When you start to create a data warehousing solution these days, you have myriad options for delivering it. Determine your requirements by constructing a delivery plan with an end goal in sight, and build to that end goal. The end goal could be anything from giving a sales manager the knowledge of who her best saleswomen are, helping a buyer predict clothing patterns or helping a college dean decide the curriculum to offer for the coming year.
Once you have your end goal in sight, develop a sound technical architecture for the delivery. Technical architecting has come about through necessity. Once upon a computer time, we had no need for technical architecture planning because there were no interconnections to other computers, customers, suppliers, etc. Now, however, a computer is deemed nearly useless if it is not connected. Because there are so many different types of computers, there are terribly many options for connecting them.
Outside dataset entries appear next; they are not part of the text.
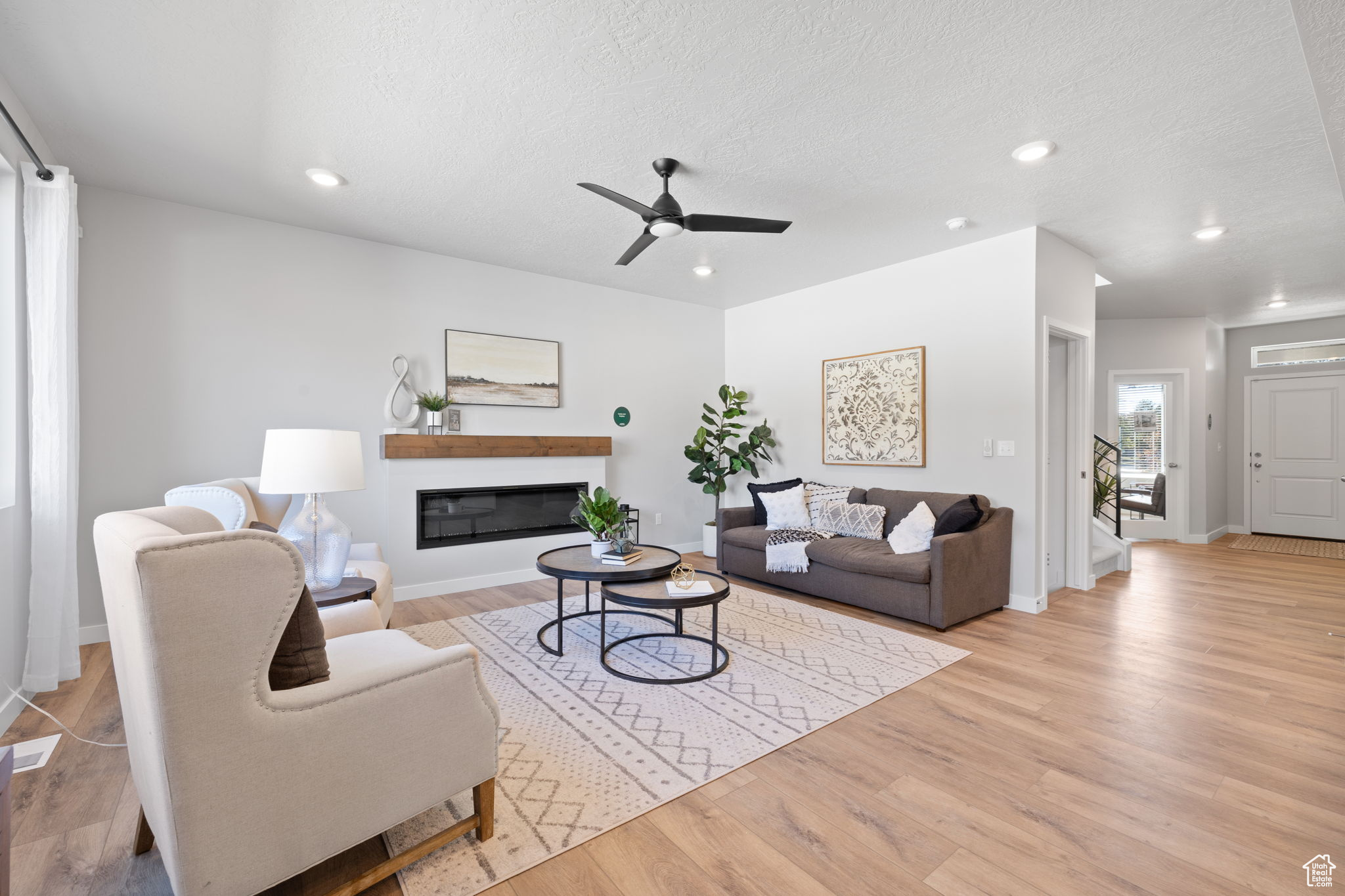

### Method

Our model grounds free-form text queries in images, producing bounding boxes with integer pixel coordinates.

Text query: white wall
[1224,317,1345,529]
[79,186,724,626]
[725,228,1092,608]
[1093,317,1227,543]
[0,79,56,731]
When you need to deliver a solution that draws from the strengths of many different types of computing, you have to put together an architecture plan that tightly integrates those systems.
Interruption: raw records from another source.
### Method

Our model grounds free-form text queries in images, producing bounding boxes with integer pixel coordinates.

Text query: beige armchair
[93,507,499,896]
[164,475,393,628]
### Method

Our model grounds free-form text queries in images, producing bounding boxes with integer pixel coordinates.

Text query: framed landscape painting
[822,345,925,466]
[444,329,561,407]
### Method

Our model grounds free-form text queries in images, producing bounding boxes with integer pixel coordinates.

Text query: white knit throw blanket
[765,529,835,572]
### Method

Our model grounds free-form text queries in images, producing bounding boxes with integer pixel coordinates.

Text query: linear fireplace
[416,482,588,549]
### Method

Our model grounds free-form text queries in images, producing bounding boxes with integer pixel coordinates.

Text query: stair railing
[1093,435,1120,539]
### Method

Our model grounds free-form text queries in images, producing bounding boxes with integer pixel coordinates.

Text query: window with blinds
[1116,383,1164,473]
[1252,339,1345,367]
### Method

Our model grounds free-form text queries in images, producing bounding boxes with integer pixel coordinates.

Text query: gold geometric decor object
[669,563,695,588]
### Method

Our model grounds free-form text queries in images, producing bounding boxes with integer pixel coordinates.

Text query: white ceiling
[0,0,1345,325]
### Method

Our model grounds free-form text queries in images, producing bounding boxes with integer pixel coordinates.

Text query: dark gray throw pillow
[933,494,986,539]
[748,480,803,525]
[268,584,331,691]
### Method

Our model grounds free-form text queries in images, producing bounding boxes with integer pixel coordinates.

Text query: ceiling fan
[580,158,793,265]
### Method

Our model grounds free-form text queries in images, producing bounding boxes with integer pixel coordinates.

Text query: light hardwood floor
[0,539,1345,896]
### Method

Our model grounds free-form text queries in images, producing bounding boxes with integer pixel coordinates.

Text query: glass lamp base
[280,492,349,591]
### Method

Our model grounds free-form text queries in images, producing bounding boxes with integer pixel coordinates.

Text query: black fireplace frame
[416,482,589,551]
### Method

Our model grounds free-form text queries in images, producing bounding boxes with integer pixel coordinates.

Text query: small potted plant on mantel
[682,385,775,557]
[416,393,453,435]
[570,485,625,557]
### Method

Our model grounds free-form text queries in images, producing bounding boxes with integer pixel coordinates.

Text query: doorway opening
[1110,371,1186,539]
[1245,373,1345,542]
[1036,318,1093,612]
Technical architecture is the collection of the components that makes up the network of your computers. It can include essentially any hardware; however, for the purposes of this article, we will focus on the servers as well as the disk arrays that connect to them for storage.
The key to delivering a sound data warehousing solution is selecting the right parts to fit together. Depending on the trade-offs you are making in your delivery, you will need to investigate many options. In data warehousing, the major trade-off we work with is storage versus processing. If you store pre- aggregated data, you save on the processing side. If you store nothing pre- aggregated, you pay for it at runtime.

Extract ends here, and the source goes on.